What’s interesting about this report is that they provide more concrete numbers. It’s true that about 1.6 million bitcoins, or roughly 8% of the total supply, are in old P2PK addresses where the public key is visible on the blockchain. But here’s the plot twist: out of that 1.6 million bitcoins, only about 10,200 bitcoins are concentrated enough to cause significant market disruption if stolen. The rest are spread across more than 32,000 different UTXOs, each averaging around 50 bitcoins.
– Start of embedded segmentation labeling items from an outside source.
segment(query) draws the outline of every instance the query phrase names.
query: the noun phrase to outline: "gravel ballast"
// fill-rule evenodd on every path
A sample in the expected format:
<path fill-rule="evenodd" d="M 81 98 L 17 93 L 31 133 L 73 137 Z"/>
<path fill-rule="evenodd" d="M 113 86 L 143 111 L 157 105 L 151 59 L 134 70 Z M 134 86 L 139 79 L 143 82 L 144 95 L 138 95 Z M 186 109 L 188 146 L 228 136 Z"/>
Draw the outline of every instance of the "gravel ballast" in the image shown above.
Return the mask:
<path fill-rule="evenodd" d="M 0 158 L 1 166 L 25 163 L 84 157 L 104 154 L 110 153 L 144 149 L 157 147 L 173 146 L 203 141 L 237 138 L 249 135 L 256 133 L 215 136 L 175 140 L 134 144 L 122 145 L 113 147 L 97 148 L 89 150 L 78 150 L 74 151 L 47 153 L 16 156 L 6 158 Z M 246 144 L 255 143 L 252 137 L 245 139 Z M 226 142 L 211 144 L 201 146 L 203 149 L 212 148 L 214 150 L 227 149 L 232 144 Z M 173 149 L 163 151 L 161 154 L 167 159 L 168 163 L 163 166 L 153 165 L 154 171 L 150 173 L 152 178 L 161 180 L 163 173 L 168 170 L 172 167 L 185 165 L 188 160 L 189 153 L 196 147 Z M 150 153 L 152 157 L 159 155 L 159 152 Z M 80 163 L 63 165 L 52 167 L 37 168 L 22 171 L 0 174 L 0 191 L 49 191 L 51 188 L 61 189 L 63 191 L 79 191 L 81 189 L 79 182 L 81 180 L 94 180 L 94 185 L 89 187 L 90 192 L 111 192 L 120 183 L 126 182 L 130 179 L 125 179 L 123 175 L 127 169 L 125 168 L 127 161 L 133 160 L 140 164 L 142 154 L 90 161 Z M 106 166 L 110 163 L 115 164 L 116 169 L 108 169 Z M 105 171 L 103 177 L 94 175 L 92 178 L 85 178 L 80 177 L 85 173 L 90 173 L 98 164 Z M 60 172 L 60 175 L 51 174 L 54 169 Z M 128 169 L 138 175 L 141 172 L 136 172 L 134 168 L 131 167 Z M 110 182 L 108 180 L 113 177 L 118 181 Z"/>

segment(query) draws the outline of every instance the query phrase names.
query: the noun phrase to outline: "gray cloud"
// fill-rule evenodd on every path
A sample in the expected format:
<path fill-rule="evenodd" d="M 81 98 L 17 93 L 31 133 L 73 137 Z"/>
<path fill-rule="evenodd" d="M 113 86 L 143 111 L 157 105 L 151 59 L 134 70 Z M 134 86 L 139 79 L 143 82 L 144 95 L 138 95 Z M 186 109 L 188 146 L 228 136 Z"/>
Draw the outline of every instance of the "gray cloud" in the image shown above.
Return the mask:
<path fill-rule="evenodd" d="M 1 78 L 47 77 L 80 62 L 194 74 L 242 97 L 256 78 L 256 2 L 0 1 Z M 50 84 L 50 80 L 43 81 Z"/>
This is important because it means a quantum attacker would have to hack into thousands of addresses one by one, rather than just breaking into one or two large addresses and immediately moving the funds to manipulate the market. This makes the operation much slower, riskier, and less profitable even with a super-powerful quantum computer.
According to CoinShares, to truly crack Bitcoin’s cryptography, you need a fault-tolerant quantum system about 100,000 times more powerful than the largest machines available today. For context, Google has Willow with 105 qubits, but to crack Bitcoin’s keys, you’d need millions of qubits. So what’s the timeline? Most likely still decades away, not an urgent threat.
The most important takeaway is that quantum computers are not a crisis that needs to be addressed with panic mode right now. It’s more a long-term engineering problem that Bitcoin can solve through gradual transition to post-quantum signatures. There are proposals like BIP-360 aimed at creating a new wallet format so users can migrate gradually.
Of course, there’s debate among Bitcoin developers and institutional investors about how serious this is and how quickly preparations should be made. But if you look at CoinShares’ technical data, the quantum threat to Bitcoin is much smaller than what people often fear in the market. This is a good reminder that sometimes the structural fears that sound scary are actually less so when you dig into the numbers.